Grading explained
Findings collapse into a single letter (A → F) and a 0–100 score. The formula is deterministic, transparent, and tuned to be high-precision: a single CRIT is enough to drop you out of safe-to-install territory.
The formula
Counts of CRIT, HIGH, and MED findings are evaluated in order; the first matching row wins:
crit ≥ 2 → F · 0 crit = 1 → D · 30 high ≥ 3 or med ≥ 6 → C · 55 high ≥ 1 or med ≥ 3 → B · 75 else → A · 95
Verdict mapping
- A · 95 — Safe to install. No findings of concern.
- B · 75 — Generally safe. Minor hygiene issues. Worth a glance.
- C · 55 — Proceed with caution. Pile-up of high-severity hygiene + possibly some declaration issues.
- D · 30 — Do not install. At least one critical finding (credential leak, prompt injection, URL exfiltration).
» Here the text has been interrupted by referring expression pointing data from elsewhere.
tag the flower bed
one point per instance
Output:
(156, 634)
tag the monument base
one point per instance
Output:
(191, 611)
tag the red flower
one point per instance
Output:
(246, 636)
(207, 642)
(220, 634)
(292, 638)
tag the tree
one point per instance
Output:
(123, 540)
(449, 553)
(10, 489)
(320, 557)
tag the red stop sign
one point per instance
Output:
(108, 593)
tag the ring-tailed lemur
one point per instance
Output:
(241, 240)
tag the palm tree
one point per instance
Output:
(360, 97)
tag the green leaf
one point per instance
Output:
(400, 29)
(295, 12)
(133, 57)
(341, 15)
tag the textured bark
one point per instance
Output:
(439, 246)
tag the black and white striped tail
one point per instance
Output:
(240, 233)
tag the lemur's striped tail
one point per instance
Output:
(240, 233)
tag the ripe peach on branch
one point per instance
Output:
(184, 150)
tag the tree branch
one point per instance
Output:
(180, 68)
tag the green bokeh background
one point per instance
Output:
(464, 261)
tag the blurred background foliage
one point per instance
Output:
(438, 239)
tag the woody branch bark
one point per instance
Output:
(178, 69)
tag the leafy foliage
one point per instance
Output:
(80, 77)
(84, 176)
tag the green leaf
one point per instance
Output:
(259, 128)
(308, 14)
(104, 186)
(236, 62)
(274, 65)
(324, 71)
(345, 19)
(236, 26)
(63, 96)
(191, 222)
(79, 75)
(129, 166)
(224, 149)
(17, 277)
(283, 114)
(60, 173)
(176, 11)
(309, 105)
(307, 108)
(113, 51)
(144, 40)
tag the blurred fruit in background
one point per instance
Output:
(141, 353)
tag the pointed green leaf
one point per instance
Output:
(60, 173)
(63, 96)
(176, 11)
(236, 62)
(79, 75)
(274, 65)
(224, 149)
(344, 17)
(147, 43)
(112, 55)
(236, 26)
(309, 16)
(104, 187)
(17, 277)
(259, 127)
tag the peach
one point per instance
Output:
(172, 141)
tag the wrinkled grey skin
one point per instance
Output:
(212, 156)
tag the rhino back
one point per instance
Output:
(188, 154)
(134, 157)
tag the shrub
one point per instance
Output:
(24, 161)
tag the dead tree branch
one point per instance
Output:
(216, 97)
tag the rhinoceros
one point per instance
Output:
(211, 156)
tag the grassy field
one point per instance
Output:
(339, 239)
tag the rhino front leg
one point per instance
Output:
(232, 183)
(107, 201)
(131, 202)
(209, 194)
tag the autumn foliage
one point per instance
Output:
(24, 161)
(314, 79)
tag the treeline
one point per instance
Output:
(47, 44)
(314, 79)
- F · 0 — Do not install. Multiple criticals. Likely malicious.
Worked examples
- 0 findings → A · 95
- 1 MED (no manifest only) → A · 95
- 3 MED (e.g. no-manifest + 2 undeclared-egress) → B · 75
- 1 HIGH (e.g. chmod 777) → B · 75
- 3 HIGH (chmod 777 + filesystem-overreach + obfuscation) → C · 55
- 1 CRIT (e.g. $GITHUB_TOKEN harvest) → D · 30
- 2+ CRIT (env-var-harvest + instruction-injection) → F · 0
Why these numbers
The thresholds are picked so that the typical "well-meaning but careless" skill (no manifest, a couple of undeclared egresses) lands at B, and the "obvious malice" skill (env-var harvest + instruction injection) lands at F. The middle bands (C and D) are narrow on purpose — most scans should be A, B, or F. Anything in between deserves human review, which is why the Expert Review Network is coming soon.
Will this change?
Likely yes. LLM-based semantic probes are coming soon and will produce a richer signal than regex; the sandbox will then add behavioral findings; reviewer-curated weights come later. Whenever the formula changes, the result page banner will note the grading-rules version.